A professor leads a group of students to a glass case in which the axioms of mathematics are held. The professor wants them to see the axioms at least once in their lives.

“Do we need to know this for the test, Professor?”

“Nah, I barely remember them!”

Experiment Public Relations

In the first panel, the researcher walks to his computer to check the calculations for the 30th time. In the second panel, the researcher discusses the experiment with a friend, telling them how amazing the whole experiment is and how much fun he's having. This is the PR version.

“There weren’t any difficult aspects?”

“Nope, everything was amazing!”

Excited

A professor presents a problem in class, and talks so fast that all of their words jumble together.

This might sound like a rare problem, but it happens more than you might think. In particular, I see it when professors start rattling off long theorems that they know by heart.

Obscure

A researcher tries to find a citation for an obscure paper on a search engine and can't find any results.

“My field is so niche that even the search engines have no idea what I’m typing in!”

Thermodynamic Relations

Step one: buy alphabet soup, both in Latin and Greek format. Step two: roll a multi-sided die which encodes various mathematical operations. Combine as necessary to find a thermodynamic relation.

“I should be able to turn this into some kind of machine learning algorithm.”

Sets

Two students stand in a messy office. The friend can't believe there's such a mess, but the other student says there's only one item: the set of items to clean up.

“I really shouldn’t have given you that book on set theory…”

Process

A training schedule for a runner is shown, with the run required for each day. At the end, a race is marked. This is the difference between the important part (the training) and the results (the race). The same is true if you replace "race" by "grades".

Changing your perspective from one of “getting good grades” to one of “understanding concepts deeply” is probably the best thing you can do for your education.

Recall

A professor stands at the board and asks students to recall a previous theorem. The truth is that this is often done on faith, since students don't remember the result.

“I’m sure you all remember how to prove this result.”

Pseudowork

The first panel shows a researcher thinking about new problems to solve. The second panel shows them searching online in order to ask for citations.
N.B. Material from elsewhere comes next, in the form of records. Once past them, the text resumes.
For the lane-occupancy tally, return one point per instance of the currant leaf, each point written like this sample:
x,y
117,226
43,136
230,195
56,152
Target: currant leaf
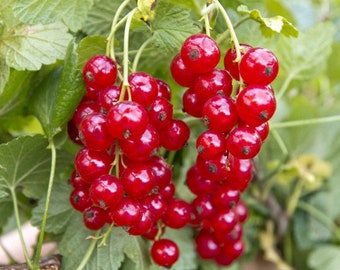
x,y
171,26
277,24
30,46
73,13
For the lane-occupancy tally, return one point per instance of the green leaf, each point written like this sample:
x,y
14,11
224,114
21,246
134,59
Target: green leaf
x,y
100,17
277,24
14,94
25,163
326,257
4,74
306,56
60,211
70,89
171,26
72,13
30,46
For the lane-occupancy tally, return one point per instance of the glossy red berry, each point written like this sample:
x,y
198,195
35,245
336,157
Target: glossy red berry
x,y
178,214
230,63
99,72
142,148
106,191
80,198
212,83
244,142
180,73
94,217
138,180
93,132
143,87
210,144
219,114
164,252
174,135
255,104
92,164
127,120
200,53
259,66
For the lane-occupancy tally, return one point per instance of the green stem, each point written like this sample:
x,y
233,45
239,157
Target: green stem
x,y
126,85
285,85
21,237
320,216
111,37
139,54
89,251
47,204
305,122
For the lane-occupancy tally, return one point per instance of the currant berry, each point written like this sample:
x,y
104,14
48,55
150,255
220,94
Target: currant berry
x,y
100,71
138,180
164,252
259,66
106,191
177,214
80,198
210,144
92,164
94,217
93,132
200,53
219,114
255,104
212,83
126,213
180,73
174,135
243,142
230,63
206,245
160,112
127,120
142,148
143,87
192,103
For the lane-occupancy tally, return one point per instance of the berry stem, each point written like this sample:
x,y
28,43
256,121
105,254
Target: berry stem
x,y
139,53
126,86
305,122
18,221
320,216
47,204
89,251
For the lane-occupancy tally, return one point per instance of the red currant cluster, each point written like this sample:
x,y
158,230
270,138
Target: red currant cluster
x,y
237,125
119,178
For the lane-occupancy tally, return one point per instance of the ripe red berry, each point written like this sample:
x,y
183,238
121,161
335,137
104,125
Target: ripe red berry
x,y
219,114
100,71
180,73
93,132
215,82
244,142
230,63
127,120
255,104
174,135
164,252
259,66
143,87
106,191
200,53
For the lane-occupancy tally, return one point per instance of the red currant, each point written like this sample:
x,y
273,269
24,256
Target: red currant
x,y
200,53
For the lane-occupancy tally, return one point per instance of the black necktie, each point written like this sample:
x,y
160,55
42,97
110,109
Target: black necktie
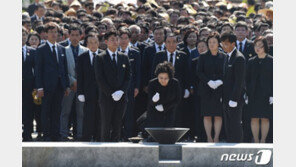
x,y
54,54
23,56
241,47
94,55
171,58
114,61
159,48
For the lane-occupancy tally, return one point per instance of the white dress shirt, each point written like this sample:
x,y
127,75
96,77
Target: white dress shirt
x,y
244,42
91,56
169,57
230,53
157,47
24,50
56,49
111,53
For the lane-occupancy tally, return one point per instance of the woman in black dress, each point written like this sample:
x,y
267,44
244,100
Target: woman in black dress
x,y
164,94
210,72
260,89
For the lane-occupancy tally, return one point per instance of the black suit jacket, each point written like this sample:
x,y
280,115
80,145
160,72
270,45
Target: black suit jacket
x,y
234,78
28,78
86,80
64,43
181,67
135,62
48,71
209,70
147,62
266,75
248,51
107,78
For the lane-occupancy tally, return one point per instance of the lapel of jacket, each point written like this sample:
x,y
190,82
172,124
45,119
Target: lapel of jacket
x,y
70,56
50,53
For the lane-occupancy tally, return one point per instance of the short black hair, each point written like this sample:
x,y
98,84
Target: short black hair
x,y
165,67
50,26
124,30
170,35
264,41
73,27
34,33
39,6
187,35
91,35
110,33
230,36
241,24
213,35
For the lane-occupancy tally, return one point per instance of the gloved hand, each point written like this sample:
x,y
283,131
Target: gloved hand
x,y
186,94
232,103
212,84
155,98
218,83
270,100
81,98
246,99
159,108
117,95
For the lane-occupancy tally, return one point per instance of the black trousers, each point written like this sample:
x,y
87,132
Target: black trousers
x,y
232,119
112,113
91,119
129,122
51,111
27,114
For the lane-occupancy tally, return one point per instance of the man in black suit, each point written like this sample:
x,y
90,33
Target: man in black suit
x,y
133,89
146,65
38,13
87,89
246,47
135,36
112,70
149,54
32,7
52,81
234,80
28,62
179,61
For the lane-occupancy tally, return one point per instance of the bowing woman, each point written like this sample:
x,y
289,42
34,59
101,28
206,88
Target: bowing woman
x,y
259,89
210,72
164,94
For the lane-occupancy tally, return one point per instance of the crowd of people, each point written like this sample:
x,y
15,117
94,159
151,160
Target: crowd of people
x,y
104,72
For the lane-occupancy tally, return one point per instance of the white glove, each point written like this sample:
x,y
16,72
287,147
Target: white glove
x,y
186,94
117,95
212,84
232,103
270,100
218,83
159,108
155,98
81,98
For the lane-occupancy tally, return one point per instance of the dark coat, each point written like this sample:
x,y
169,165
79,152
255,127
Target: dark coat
x,y
86,80
259,82
234,78
170,96
47,71
108,79
181,67
28,77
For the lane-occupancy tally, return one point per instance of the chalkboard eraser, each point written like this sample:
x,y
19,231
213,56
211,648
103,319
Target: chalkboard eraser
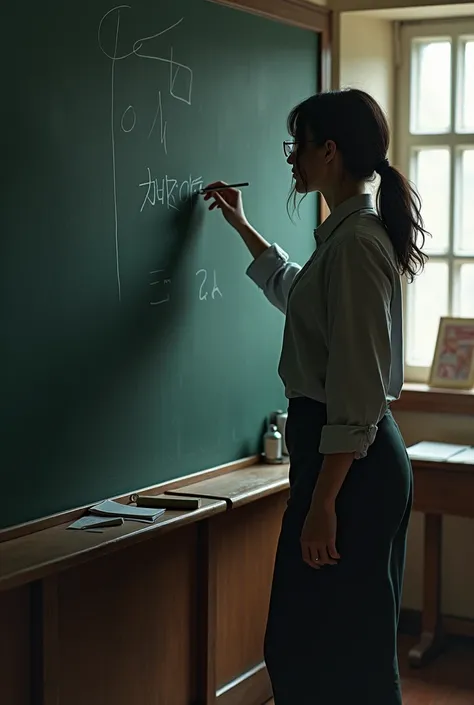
x,y
168,502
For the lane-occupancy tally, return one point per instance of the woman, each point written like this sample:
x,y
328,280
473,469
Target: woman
x,y
332,628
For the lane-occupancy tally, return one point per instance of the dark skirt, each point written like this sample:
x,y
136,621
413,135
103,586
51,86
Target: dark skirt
x,y
331,636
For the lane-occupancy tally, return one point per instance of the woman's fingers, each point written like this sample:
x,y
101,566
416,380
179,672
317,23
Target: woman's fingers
x,y
317,555
309,556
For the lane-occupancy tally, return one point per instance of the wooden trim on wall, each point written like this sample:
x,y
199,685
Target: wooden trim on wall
x,y
420,398
207,627
299,13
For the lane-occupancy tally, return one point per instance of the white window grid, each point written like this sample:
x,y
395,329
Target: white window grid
x,y
406,145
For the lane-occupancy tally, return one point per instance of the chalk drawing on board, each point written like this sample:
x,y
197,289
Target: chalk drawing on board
x,y
180,88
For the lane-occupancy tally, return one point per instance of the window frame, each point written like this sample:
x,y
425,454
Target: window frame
x,y
406,143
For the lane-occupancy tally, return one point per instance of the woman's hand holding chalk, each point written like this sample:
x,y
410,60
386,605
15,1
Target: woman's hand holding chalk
x,y
229,200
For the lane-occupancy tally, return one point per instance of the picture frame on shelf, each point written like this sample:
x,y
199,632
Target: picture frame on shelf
x,y
453,360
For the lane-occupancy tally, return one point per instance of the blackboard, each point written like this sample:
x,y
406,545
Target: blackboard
x,y
134,349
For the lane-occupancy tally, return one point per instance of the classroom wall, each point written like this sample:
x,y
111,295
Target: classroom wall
x,y
458,534
366,60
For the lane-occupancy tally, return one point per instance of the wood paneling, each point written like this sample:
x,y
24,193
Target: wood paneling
x,y
421,398
301,13
15,647
35,556
128,625
67,517
246,541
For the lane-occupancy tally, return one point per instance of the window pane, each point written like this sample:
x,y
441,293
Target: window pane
x,y
431,87
427,302
466,291
431,175
464,234
466,96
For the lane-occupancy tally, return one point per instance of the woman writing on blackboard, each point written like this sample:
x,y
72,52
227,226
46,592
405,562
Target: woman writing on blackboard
x,y
332,628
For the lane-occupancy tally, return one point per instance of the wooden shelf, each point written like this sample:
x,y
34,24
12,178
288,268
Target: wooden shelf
x,y
42,553
421,398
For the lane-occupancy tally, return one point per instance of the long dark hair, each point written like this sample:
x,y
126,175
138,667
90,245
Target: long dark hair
x,y
355,122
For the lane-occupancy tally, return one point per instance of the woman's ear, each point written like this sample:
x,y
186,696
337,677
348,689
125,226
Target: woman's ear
x,y
330,150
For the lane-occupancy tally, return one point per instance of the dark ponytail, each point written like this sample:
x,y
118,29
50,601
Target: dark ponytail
x,y
354,121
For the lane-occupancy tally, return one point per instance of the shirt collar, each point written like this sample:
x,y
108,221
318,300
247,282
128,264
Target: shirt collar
x,y
344,210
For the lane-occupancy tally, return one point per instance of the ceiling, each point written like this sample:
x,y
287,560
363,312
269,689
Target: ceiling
x,y
420,13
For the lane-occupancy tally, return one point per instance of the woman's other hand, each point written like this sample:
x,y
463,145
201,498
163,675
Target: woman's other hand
x,y
318,537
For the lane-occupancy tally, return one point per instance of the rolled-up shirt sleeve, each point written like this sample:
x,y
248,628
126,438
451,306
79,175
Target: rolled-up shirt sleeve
x,y
274,275
361,283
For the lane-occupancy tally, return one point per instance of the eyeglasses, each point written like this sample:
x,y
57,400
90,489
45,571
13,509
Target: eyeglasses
x,y
289,147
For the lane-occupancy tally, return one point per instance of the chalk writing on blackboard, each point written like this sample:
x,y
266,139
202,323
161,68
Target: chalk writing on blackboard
x,y
163,123
204,289
160,286
129,119
168,191
180,86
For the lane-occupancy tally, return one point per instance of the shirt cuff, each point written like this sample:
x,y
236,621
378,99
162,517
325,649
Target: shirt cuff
x,y
347,439
266,265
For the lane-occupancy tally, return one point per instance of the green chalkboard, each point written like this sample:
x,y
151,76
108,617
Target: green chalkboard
x,y
133,347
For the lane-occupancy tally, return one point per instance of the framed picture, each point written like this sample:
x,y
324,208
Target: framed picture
x,y
453,361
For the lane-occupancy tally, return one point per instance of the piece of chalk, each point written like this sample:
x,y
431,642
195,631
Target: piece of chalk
x,y
167,502
223,188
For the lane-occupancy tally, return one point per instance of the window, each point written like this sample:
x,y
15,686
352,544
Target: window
x,y
435,148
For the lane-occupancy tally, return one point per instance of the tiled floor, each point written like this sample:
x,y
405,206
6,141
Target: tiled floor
x,y
447,681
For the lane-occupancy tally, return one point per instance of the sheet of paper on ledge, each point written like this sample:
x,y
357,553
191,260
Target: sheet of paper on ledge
x,y
127,511
436,452
89,522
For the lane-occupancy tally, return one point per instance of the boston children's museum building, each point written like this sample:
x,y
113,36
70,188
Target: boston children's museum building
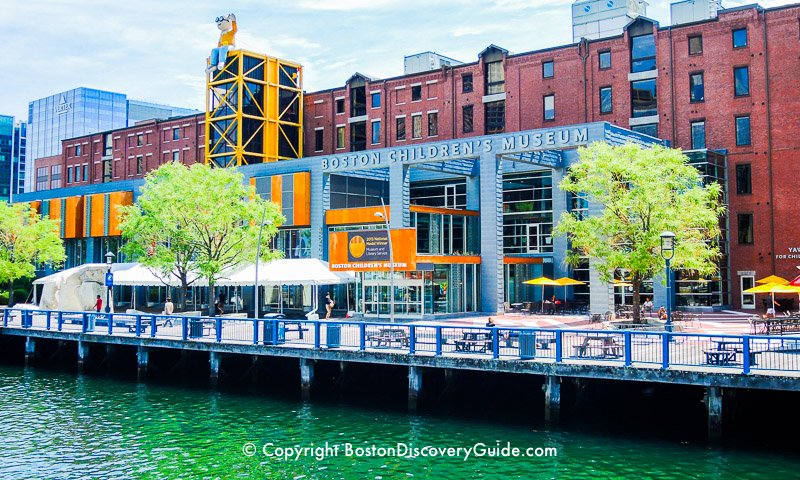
x,y
462,161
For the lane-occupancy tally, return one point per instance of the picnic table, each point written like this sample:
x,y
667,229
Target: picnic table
x,y
603,346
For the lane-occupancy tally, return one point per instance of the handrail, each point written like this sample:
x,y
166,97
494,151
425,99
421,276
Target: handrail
x,y
624,349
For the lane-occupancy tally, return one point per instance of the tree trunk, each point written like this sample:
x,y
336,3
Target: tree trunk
x,y
637,285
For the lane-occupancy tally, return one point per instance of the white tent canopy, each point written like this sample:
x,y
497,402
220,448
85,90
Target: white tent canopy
x,y
294,271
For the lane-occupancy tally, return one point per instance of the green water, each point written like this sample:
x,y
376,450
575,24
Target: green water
x,y
61,425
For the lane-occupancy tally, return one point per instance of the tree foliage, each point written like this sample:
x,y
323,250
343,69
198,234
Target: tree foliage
x,y
197,222
26,240
642,192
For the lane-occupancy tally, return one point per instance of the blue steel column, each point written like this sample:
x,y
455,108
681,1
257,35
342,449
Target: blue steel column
x,y
399,196
491,218
320,201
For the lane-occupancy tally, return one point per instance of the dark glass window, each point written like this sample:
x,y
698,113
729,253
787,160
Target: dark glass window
x,y
696,45
467,119
495,78
743,130
740,38
401,128
495,117
606,105
696,87
741,81
643,53
549,107
744,184
643,98
745,228
605,59
466,83
548,71
319,140
698,135
649,129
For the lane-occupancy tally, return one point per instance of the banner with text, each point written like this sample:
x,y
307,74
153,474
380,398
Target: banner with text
x,y
368,250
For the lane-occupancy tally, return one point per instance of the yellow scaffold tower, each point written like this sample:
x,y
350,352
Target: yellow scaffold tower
x,y
254,110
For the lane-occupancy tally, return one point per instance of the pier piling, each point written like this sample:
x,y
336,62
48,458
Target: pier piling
x,y
552,399
414,386
306,378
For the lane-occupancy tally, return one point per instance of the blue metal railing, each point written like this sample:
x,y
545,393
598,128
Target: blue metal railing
x,y
733,353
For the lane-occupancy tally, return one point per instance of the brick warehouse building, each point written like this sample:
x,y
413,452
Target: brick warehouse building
x,y
657,81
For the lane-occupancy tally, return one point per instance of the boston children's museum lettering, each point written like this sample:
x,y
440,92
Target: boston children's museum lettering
x,y
511,143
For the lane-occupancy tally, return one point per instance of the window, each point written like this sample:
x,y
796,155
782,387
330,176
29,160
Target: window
x,y
549,107
604,59
740,38
695,45
416,126
744,184
319,139
606,105
741,81
746,228
466,83
698,135
401,128
649,129
376,132
743,130
433,124
696,87
495,78
495,119
548,71
643,53
340,137
643,98
467,118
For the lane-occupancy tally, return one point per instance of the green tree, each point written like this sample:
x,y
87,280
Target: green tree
x,y
26,239
642,192
197,222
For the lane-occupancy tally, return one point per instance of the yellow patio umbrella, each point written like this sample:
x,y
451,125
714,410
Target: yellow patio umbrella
x,y
565,282
772,289
774,279
542,281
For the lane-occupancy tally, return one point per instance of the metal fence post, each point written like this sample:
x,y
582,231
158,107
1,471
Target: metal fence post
x,y
746,354
628,349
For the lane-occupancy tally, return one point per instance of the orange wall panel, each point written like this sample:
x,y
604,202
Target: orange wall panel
x,y
302,198
355,216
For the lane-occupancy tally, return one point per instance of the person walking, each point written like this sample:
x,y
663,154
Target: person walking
x,y
329,304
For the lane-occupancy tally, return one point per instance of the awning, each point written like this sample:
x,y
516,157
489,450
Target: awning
x,y
294,271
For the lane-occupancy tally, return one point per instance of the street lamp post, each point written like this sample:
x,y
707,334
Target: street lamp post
x,y
667,252
109,280
385,218
258,258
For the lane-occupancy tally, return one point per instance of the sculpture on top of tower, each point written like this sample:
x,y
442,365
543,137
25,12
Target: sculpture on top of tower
x,y
227,28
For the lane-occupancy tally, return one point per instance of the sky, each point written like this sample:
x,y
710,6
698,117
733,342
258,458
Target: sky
x,y
156,50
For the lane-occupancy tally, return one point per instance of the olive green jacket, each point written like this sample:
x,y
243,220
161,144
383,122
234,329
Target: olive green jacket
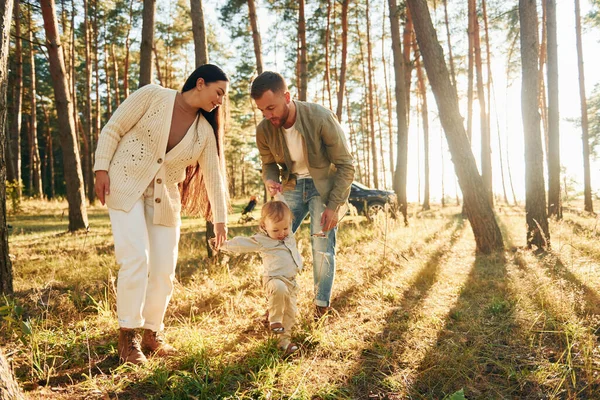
x,y
330,163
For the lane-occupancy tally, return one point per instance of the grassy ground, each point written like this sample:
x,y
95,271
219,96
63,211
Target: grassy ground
x,y
510,325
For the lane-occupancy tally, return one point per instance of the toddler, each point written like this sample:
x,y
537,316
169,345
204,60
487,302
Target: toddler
x,y
281,263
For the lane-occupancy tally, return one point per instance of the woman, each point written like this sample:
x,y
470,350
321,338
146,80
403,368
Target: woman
x,y
160,153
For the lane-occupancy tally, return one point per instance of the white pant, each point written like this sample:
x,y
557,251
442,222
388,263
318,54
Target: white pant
x,y
147,255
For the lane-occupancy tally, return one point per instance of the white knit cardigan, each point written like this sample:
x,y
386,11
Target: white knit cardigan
x,y
132,148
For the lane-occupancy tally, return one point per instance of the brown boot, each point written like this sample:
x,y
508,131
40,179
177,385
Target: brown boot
x,y
154,343
129,347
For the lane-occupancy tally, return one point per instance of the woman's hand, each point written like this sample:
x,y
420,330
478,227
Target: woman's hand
x,y
102,185
220,234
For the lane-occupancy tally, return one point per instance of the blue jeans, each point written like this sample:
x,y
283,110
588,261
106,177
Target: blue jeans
x,y
305,199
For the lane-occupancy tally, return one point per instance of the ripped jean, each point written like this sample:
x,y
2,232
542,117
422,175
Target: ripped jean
x,y
305,199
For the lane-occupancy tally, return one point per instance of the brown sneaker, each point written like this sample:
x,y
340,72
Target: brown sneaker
x,y
129,347
154,343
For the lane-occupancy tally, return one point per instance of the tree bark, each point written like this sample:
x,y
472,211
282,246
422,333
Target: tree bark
x,y
9,387
371,105
487,234
342,85
147,43
15,127
535,202
425,117
554,200
255,36
486,151
72,166
585,136
401,111
303,73
199,30
6,273
35,164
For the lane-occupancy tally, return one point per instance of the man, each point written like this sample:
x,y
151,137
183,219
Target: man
x,y
304,155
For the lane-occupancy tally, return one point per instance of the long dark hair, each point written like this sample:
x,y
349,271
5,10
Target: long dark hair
x,y
194,197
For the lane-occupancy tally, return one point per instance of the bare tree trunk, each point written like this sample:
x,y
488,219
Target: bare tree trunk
x,y
127,45
401,107
15,128
425,117
487,234
450,56
73,176
49,155
327,72
585,136
535,202
470,62
486,151
371,105
554,200
147,43
35,173
199,30
6,273
303,75
115,69
88,174
342,85
388,97
256,36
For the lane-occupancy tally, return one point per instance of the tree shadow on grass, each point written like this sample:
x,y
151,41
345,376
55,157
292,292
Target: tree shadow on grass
x,y
378,362
347,299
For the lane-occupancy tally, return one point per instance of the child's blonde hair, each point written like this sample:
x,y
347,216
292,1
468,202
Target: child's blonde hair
x,y
275,211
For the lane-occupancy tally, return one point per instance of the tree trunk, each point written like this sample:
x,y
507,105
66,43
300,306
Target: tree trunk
x,y
15,127
400,92
388,97
9,388
255,36
127,46
327,72
199,30
6,274
487,234
49,154
535,202
425,117
585,136
147,43
342,85
450,56
72,166
88,174
35,165
554,200
371,105
486,151
115,69
303,73
471,19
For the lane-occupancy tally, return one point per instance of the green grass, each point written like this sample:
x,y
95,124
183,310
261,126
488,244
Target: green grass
x,y
420,315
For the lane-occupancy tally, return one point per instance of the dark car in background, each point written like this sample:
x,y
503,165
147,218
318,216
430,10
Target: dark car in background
x,y
370,201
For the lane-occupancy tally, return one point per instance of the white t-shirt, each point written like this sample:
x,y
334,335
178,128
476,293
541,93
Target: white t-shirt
x,y
295,143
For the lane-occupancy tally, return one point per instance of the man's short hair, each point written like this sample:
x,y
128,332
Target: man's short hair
x,y
266,81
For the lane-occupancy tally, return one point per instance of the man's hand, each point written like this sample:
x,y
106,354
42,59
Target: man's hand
x,y
220,235
273,187
328,219
102,185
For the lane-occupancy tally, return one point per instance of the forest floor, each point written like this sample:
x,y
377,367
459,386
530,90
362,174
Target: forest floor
x,y
419,314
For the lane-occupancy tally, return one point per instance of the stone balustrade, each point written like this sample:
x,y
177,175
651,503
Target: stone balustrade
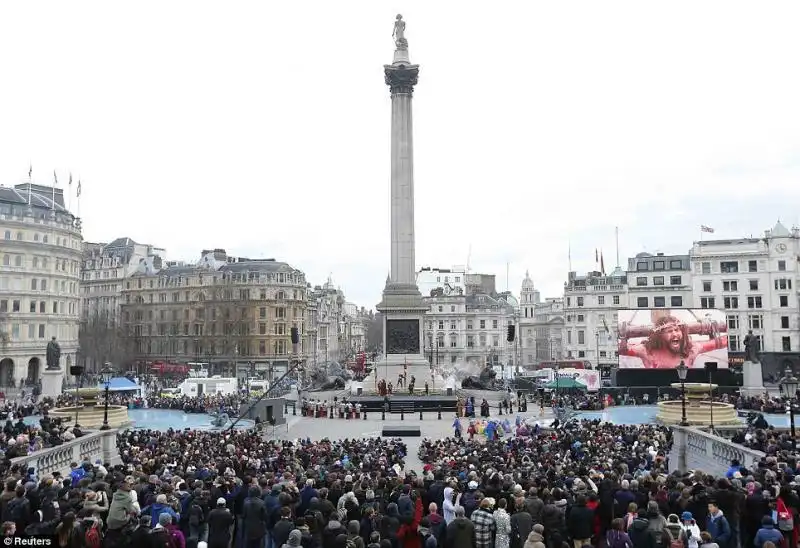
x,y
100,444
695,449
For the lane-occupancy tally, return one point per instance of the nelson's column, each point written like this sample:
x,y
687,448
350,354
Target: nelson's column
x,y
402,306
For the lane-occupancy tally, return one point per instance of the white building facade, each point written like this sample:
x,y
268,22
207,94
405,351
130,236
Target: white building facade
x,y
754,280
659,281
40,261
591,305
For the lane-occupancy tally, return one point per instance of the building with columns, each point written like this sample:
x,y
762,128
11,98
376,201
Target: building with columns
x,y
591,305
755,281
40,259
233,313
104,270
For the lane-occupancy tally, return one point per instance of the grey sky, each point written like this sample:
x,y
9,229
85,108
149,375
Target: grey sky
x,y
263,127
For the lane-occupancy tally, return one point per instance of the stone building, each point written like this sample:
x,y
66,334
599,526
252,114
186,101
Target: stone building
x,y
40,257
591,305
754,281
234,314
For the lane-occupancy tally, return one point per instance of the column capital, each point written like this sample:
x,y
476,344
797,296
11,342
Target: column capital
x,y
401,78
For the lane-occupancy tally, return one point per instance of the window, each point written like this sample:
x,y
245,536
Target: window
x,y
754,302
783,283
730,302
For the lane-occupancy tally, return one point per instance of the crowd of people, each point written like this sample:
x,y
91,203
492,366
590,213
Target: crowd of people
x,y
584,484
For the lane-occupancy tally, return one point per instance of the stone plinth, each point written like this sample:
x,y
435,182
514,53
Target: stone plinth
x,y
52,380
752,379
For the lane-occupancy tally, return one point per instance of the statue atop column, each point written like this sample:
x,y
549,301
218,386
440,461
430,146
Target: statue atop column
x,y
751,348
399,33
53,354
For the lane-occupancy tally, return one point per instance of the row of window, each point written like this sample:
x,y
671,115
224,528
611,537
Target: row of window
x,y
641,281
732,267
153,282
38,307
43,238
781,284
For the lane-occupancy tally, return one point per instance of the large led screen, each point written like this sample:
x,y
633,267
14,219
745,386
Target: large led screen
x,y
662,338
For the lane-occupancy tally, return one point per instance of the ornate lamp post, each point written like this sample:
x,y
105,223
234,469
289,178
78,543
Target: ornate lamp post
x,y
105,374
788,386
682,372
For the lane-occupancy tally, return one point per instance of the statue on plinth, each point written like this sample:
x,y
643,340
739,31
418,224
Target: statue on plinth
x,y
399,32
53,355
751,347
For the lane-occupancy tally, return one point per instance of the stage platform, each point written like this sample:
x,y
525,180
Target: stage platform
x,y
408,404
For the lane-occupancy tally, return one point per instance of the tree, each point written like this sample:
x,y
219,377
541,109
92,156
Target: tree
x,y
375,332
103,340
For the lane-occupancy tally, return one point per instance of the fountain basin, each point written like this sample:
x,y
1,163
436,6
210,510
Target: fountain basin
x,y
700,410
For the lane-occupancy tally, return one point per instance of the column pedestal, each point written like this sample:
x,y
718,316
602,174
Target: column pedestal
x,y
52,380
752,379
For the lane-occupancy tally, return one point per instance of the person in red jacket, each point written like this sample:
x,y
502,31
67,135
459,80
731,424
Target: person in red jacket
x,y
408,534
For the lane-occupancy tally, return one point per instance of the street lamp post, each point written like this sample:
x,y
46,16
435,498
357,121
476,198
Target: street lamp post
x,y
682,372
105,374
788,386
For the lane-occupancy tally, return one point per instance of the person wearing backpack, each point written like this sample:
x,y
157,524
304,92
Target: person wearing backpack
x,y
718,526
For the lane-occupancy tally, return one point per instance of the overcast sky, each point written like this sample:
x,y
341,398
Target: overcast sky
x,y
263,127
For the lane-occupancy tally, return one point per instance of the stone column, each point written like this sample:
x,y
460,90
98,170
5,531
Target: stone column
x,y
401,77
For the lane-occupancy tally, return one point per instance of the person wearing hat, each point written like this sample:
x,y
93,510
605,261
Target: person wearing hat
x,y
220,521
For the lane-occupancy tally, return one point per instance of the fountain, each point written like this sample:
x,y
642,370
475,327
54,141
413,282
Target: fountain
x,y
89,412
699,409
Work versus pseudowork.

I can kind of understand why people do this, but really, it’s not the work you should be spending your precious time on.

Probabilistic Multiple Choice

A student thinks about the multiple choice question they have, and reasons using Bayes' theorem that it can't be A, so the answer must be B.

It’s amazing the amount of “bad” answers you can eliminate just by using the fact that your teacher is making a test.